Test-drive the GATK tools and Best Practices pipelines on Terra
Check out this blog post to learn how you can get started with GATK and try out the pipelines in preconfigured workspaces (with a user-friendly interface!) without having to install anything.
Variant discovery in aneuploid organisms
I am working with a set of samples at the moment which have the following problems:
1) The organism is aneuploid
2) Ploidy for individual chromosomes varies between samples (we have a script that estimates this from the coverage so we can use this information to improve variant calling)
3) Coverage is thin (sequencing was done on a student's budget)
I am using the UnifiedGenotyper for variant discovery as it can account for aneuploidy.
I initially tried calling variants for each sample, grouping chromosomes by ploidy (i.e, for sample 1 I call all the diploid chromosomes, then all the triploid chromosomes etc). I also tried doing multi-sample variant calling across all the samples, setting the ploidy to 2 (The modal chromosome number is 2). Comparison of these two analyses shows that each is missing good SNPs that are called by the other.
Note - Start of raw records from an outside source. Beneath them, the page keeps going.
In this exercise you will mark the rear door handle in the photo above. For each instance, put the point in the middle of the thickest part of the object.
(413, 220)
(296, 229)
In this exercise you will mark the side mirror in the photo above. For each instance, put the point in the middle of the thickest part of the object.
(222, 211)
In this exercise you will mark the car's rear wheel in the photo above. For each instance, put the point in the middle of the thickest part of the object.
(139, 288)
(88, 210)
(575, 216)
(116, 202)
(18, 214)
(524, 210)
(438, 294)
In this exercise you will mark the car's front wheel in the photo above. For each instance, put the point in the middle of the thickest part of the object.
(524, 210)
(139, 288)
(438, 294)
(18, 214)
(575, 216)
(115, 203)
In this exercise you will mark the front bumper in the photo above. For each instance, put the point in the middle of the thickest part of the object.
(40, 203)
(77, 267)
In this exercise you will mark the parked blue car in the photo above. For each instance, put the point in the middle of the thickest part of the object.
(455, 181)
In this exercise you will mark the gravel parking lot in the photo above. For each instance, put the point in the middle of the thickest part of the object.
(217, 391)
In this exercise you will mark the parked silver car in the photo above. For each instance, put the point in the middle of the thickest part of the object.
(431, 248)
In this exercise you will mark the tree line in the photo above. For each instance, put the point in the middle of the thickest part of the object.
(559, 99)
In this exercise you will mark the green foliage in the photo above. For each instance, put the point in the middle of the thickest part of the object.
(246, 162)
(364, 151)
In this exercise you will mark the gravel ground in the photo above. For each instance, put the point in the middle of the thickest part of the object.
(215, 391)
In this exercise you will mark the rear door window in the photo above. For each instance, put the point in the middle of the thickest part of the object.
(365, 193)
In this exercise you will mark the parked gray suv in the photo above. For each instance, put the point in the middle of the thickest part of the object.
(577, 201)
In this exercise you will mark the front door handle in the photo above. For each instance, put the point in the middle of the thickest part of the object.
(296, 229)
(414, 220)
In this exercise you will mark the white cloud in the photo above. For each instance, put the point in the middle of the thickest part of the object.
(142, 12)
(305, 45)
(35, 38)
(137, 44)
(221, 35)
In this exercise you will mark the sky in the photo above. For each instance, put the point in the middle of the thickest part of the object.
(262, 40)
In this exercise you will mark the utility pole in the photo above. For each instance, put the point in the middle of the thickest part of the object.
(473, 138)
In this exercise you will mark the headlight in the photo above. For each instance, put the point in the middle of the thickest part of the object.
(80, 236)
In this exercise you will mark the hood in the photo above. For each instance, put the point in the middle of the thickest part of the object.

Multi-sample analyses is missing or mis-calling SNPs on aneuploid chromosomes, and individual analysis is missing SNPs in individual samples due to thin coverage (or more accurately, they are being called, but failing QD or quality filters due to thin coverage - these SNPs pass these filters in the multi-sample analysis).
I am thinking of trying to combine these approaches. The idea is to analyse each chromosome separately. For each chromosome, I would do a multi-sample call on all the samples which are diploid and a multi-sample call on all the samples which are triploid etc etc. I am hoping that this will give me the best of the two approaches above.
So my questions are:
1) Does this strategy makes sense? Is there any reason not to do it this way?
2) How should I proceed downstream? I know I will have to hard-filter regardless. Can I merge all my vcf files before filtering and annotation, or is there a reason to keep them separate?
Any input from the GATK team or the wider community is appreciated!